Na dwadzieścia minut przed końcem chciałem dać 8/10... ba, myślałem nawet o 9/10. Ale zakończenie pozostawiło potężny niesmak. Począwszy od akcji z postrzeleniem Esmaila dokonuje się jakaś przedziwna wolta i fabuła zmierza w kierunku zupełnie niekompatybilnym z wcześniejszymi wydarzeniami. Złożony dramat psychologiczny zamienia się w pretensjonalną traumę...

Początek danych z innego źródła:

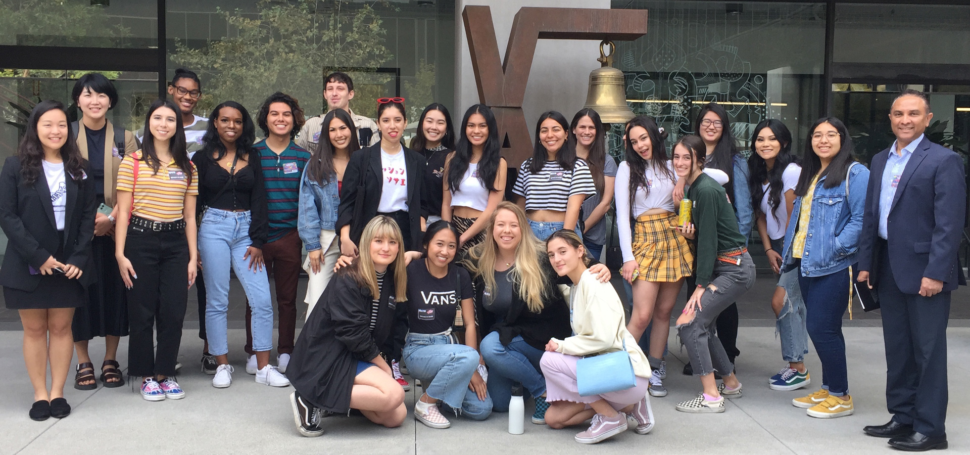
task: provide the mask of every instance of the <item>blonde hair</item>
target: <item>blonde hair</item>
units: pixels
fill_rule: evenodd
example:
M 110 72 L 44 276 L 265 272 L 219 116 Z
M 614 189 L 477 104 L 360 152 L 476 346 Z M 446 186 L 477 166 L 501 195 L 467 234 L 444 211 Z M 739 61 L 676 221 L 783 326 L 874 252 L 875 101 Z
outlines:
M 539 265 L 539 255 L 542 251 L 541 244 L 533 229 L 529 226 L 529 219 L 522 208 L 504 201 L 499 204 L 492 216 L 489 218 L 488 240 L 472 246 L 469 249 L 468 258 L 462 263 L 472 275 L 480 276 L 485 282 L 485 290 L 489 294 L 495 295 L 495 259 L 499 250 L 499 244 L 495 242 L 495 218 L 501 211 L 509 211 L 515 214 L 519 220 L 519 229 L 522 231 L 522 240 L 515 248 L 515 267 L 512 268 L 509 276 L 512 282 L 519 287 L 519 298 L 526 302 L 529 310 L 534 313 L 542 311 L 543 297 L 547 294 L 547 278 L 545 273 Z M 543 255 L 544 256 L 544 255 Z
M 361 234 L 360 254 L 354 261 L 356 267 L 348 270 L 353 274 L 357 282 L 364 287 L 371 289 L 371 295 L 374 299 L 380 299 L 380 289 L 377 288 L 377 271 L 373 267 L 373 258 L 371 257 L 371 243 L 374 239 L 388 239 L 398 243 L 398 257 L 394 258 L 387 268 L 394 269 L 394 299 L 398 302 L 407 301 L 407 267 L 404 265 L 404 239 L 401 235 L 401 228 L 390 216 L 377 215 L 371 219 L 364 226 L 364 233 Z

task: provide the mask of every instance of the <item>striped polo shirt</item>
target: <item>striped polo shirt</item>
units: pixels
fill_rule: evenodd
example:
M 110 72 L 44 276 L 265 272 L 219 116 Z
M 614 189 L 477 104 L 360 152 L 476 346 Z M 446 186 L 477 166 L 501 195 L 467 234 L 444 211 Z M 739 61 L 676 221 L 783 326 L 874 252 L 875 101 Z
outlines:
M 253 148 L 259 152 L 266 184 L 266 205 L 270 215 L 267 242 L 275 242 L 297 228 L 300 179 L 309 161 L 309 152 L 293 141 L 279 154 L 266 145 L 265 139 L 256 143 Z
M 118 191 L 132 191 L 132 214 L 154 221 L 178 221 L 182 219 L 185 196 L 199 194 L 199 172 L 192 164 L 192 176 L 176 165 L 175 160 L 161 166 L 155 173 L 145 161 L 138 163 L 138 179 L 135 179 L 135 159 L 142 159 L 142 150 L 125 155 L 118 166 Z

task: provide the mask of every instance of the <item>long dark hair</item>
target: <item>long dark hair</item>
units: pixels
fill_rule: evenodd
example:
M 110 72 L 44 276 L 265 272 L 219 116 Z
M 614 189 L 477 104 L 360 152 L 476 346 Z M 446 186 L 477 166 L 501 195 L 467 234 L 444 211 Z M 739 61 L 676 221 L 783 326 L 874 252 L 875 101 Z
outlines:
M 849 129 L 846 128 L 845 123 L 842 123 L 842 120 L 835 117 L 822 117 L 815 120 L 812 127 L 808 129 L 808 139 L 805 141 L 805 153 L 801 158 L 801 176 L 798 177 L 798 186 L 794 188 L 796 196 L 805 195 L 809 185 L 812 184 L 815 175 L 819 174 L 819 170 L 822 169 L 822 160 L 819 159 L 819 155 L 815 154 L 815 150 L 812 148 L 812 135 L 815 134 L 816 128 L 823 123 L 828 123 L 835 128 L 835 131 L 839 133 L 839 143 L 841 144 L 839 152 L 832 157 L 832 161 L 828 163 L 828 167 L 819 176 L 820 180 L 823 177 L 826 178 L 825 184 L 823 187 L 833 188 L 842 184 L 846 179 L 846 172 L 849 171 L 849 166 L 856 161 L 856 149 L 853 146 L 852 137 L 849 136 Z
M 633 119 L 627 122 L 627 135 L 624 140 L 627 148 L 627 166 L 630 166 L 630 208 L 633 207 L 633 198 L 638 188 L 643 188 L 646 194 L 650 194 L 650 186 L 647 184 L 647 160 L 643 159 L 633 149 L 632 142 L 630 139 L 630 130 L 634 126 L 639 126 L 647 130 L 647 136 L 650 136 L 650 149 L 653 155 L 650 158 L 650 165 L 654 168 L 654 172 L 664 175 L 671 180 L 676 180 L 676 176 L 670 172 L 670 168 L 667 166 L 667 161 L 670 160 L 666 154 L 666 146 L 664 145 L 667 132 L 658 127 L 657 122 L 653 118 L 645 115 L 633 117 Z
M 252 150 L 252 144 L 256 142 L 256 125 L 252 123 L 252 117 L 249 116 L 249 112 L 242 107 L 242 105 L 235 101 L 225 101 L 222 104 L 215 107 L 212 110 L 212 114 L 209 115 L 209 127 L 206 128 L 206 135 L 202 137 L 202 152 L 205 153 L 204 156 L 209 158 L 212 157 L 212 152 L 216 152 L 213 159 L 218 161 L 226 156 L 226 146 L 222 144 L 222 140 L 219 139 L 219 133 L 215 130 L 215 124 L 219 121 L 219 111 L 222 108 L 233 108 L 242 114 L 242 134 L 236 139 L 236 153 L 242 153 L 242 156 L 248 156 L 249 151 Z M 183 135 L 184 136 L 184 135 Z M 256 165 L 258 163 L 249 163 Z
M 417 132 L 414 134 L 414 139 L 411 140 L 411 149 L 416 151 L 424 150 L 428 147 L 428 138 L 424 137 L 424 118 L 428 116 L 428 113 L 432 111 L 440 111 L 444 114 L 445 130 L 444 136 L 441 138 L 441 146 L 449 150 L 455 149 L 455 125 L 451 123 L 451 113 L 448 112 L 448 108 L 445 108 L 441 103 L 432 103 L 425 108 L 424 112 L 421 113 L 421 116 L 418 117 L 418 128 Z
M 590 167 L 590 174 L 593 174 L 593 183 L 597 186 L 597 193 L 602 194 L 603 192 L 603 169 L 606 166 L 606 129 L 603 127 L 602 120 L 599 119 L 599 114 L 596 111 L 584 108 L 581 109 L 575 115 L 572 116 L 572 122 L 569 123 L 568 132 L 568 142 L 572 145 L 572 149 L 576 149 L 576 144 L 579 142 L 579 138 L 572 132 L 579 125 L 579 120 L 583 117 L 590 117 L 593 120 L 593 125 L 597 128 L 597 135 L 593 138 L 593 144 L 590 145 L 590 152 L 586 155 L 586 164 Z M 613 157 L 609 157 L 613 159 Z
M 32 185 L 41 177 L 41 161 L 44 160 L 44 145 L 37 133 L 37 123 L 49 111 L 58 110 L 64 114 L 64 121 L 67 122 L 67 111 L 64 105 L 58 101 L 48 100 L 37 103 L 34 110 L 30 112 L 27 118 L 27 132 L 20 140 L 16 147 L 16 155 L 20 157 L 20 178 L 23 179 L 24 185 Z M 75 181 L 84 179 L 84 167 L 87 160 L 81 156 L 81 149 L 78 148 L 78 142 L 71 139 L 71 126 L 68 123 L 68 131 L 64 132 L 64 145 L 60 148 L 61 158 L 64 160 L 64 171 L 71 176 Z
M 350 118 L 350 114 L 342 109 L 335 109 L 327 113 L 323 116 L 323 123 L 320 126 L 320 146 L 310 156 L 309 162 L 307 163 L 307 170 L 304 171 L 309 174 L 310 179 L 313 179 L 321 185 L 327 184 L 330 181 L 330 178 L 337 175 L 337 170 L 334 169 L 334 145 L 330 142 L 330 123 L 334 121 L 334 118 L 342 121 L 350 129 L 350 142 L 347 143 L 347 153 L 353 153 L 361 147 L 360 142 L 357 140 L 357 133 L 354 132 L 356 129 L 353 119 Z
M 758 135 L 765 128 L 771 130 L 775 135 L 775 139 L 782 146 L 781 150 L 778 151 L 778 156 L 775 157 L 775 164 L 770 171 L 764 162 L 764 158 L 761 158 L 758 154 L 755 146 L 758 142 Z M 751 207 L 754 207 L 756 211 L 760 211 L 761 199 L 764 197 L 761 182 L 768 180 L 768 207 L 771 208 L 771 215 L 775 216 L 777 220 L 775 211 L 778 210 L 778 206 L 781 205 L 783 199 L 782 186 L 784 186 L 784 183 L 782 182 L 782 175 L 785 174 L 785 169 L 788 168 L 789 164 L 799 164 L 801 160 L 798 159 L 798 156 L 792 153 L 792 132 L 789 131 L 788 126 L 785 126 L 785 123 L 782 123 L 777 118 L 761 120 L 755 127 L 755 132 L 751 135 L 751 156 L 748 158 L 748 174 L 751 176 L 748 180 L 748 187 L 751 188 Z
M 563 127 L 563 131 L 566 132 L 566 141 L 563 143 L 563 147 L 556 152 L 556 162 L 559 163 L 561 168 L 572 171 L 573 165 L 576 164 L 576 149 L 573 148 L 572 144 L 569 144 L 569 123 L 566 121 L 566 116 L 556 111 L 546 111 L 539 115 L 539 119 L 535 122 L 535 145 L 533 146 L 533 157 L 530 158 L 529 172 L 536 174 L 545 166 L 546 149 L 539 139 L 539 130 L 542 129 L 542 122 L 546 118 L 556 120 Z
M 148 127 L 151 114 L 160 108 L 169 108 L 176 114 L 176 134 L 172 136 L 172 139 L 169 139 L 169 153 L 172 154 L 176 166 L 178 166 L 178 169 L 181 169 L 188 176 L 188 181 L 191 182 L 192 162 L 188 159 L 188 152 L 185 151 L 185 132 L 181 122 L 181 111 L 168 99 L 159 98 L 153 101 L 148 107 L 148 114 L 145 115 L 145 130 L 142 132 L 142 138 L 144 138 L 142 139 L 142 161 L 151 166 L 155 173 L 158 173 L 162 167 L 162 162 L 158 159 L 158 153 L 155 151 L 155 137 L 152 136 L 151 128 Z
M 455 153 L 448 162 L 448 189 L 454 191 L 462 185 L 465 179 L 465 172 L 469 170 L 469 163 L 471 161 L 471 142 L 469 141 L 468 124 L 469 119 L 475 114 L 485 117 L 485 124 L 488 125 L 488 139 L 482 147 L 482 157 L 478 161 L 478 179 L 482 186 L 489 191 L 497 191 L 495 188 L 495 176 L 499 173 L 499 164 L 501 162 L 501 145 L 499 143 L 499 123 L 495 119 L 495 114 L 488 106 L 476 104 L 465 112 L 462 117 L 462 135 L 458 139 L 455 146 Z M 420 128 L 420 125 L 419 125 Z M 545 162 L 543 160 L 543 162 Z

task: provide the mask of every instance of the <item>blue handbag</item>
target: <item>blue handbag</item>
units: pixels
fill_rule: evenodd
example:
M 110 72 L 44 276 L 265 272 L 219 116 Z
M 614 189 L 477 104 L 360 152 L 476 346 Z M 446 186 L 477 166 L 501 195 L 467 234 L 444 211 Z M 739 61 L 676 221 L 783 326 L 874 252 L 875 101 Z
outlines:
M 627 341 L 623 341 L 623 350 L 583 357 L 576 361 L 576 388 L 579 395 L 590 397 L 636 386 L 633 364 L 627 352 Z

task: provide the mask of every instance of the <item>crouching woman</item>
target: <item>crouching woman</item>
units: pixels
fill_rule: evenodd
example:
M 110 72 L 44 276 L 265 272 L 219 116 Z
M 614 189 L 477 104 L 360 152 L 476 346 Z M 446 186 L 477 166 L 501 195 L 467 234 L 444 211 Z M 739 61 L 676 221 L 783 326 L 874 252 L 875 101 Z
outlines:
M 569 289 L 572 337 L 552 339 L 539 365 L 546 378 L 546 424 L 552 428 L 578 425 L 592 418 L 590 428 L 576 435 L 584 444 L 599 442 L 627 430 L 627 415 L 636 420 L 636 433 L 653 430 L 654 416 L 647 389 L 650 364 L 627 331 L 623 304 L 609 282 L 589 272 L 589 256 L 575 232 L 560 230 L 546 242 L 549 262 L 560 276 L 574 282 Z M 581 396 L 576 363 L 583 356 L 626 350 L 636 376 L 633 387 L 601 395 Z M 598 372 L 610 375 L 614 372 Z M 626 415 L 625 415 L 626 414 Z
M 372 422 L 400 426 L 404 391 L 380 356 L 397 310 L 406 301 L 404 239 L 393 219 L 378 215 L 364 228 L 360 256 L 338 271 L 307 318 L 286 375 L 297 431 L 323 434 L 320 419 L 354 408 Z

Szkoda zmarnowanego potencjału.
Jak w życiu często bywa... Ciąg wydarzeń doprowadza do tragedii i to nie tylko jednej osoby. 10/10 dla filmu. Jeszcze na żadnym się tak nie wzruszyłem i nie doznałem większego "katharsis".
To prawda. Piękny i głęboki film. Pokazuje jak niewiele trzeba, aby zmarnować sobie życie. Dramat 5 osób, a wystarczyłoby tak niewiele - otworzyć list. I to jest w życiu najgorsze, jedna błędna decyzja i nieodwracalność losu. Co do wzruszeń to łezka popłynęła, a jeśli chcesz popłakać sobie przez cały film to polecam "Światełko w tunelu" z Lindą Hamilton.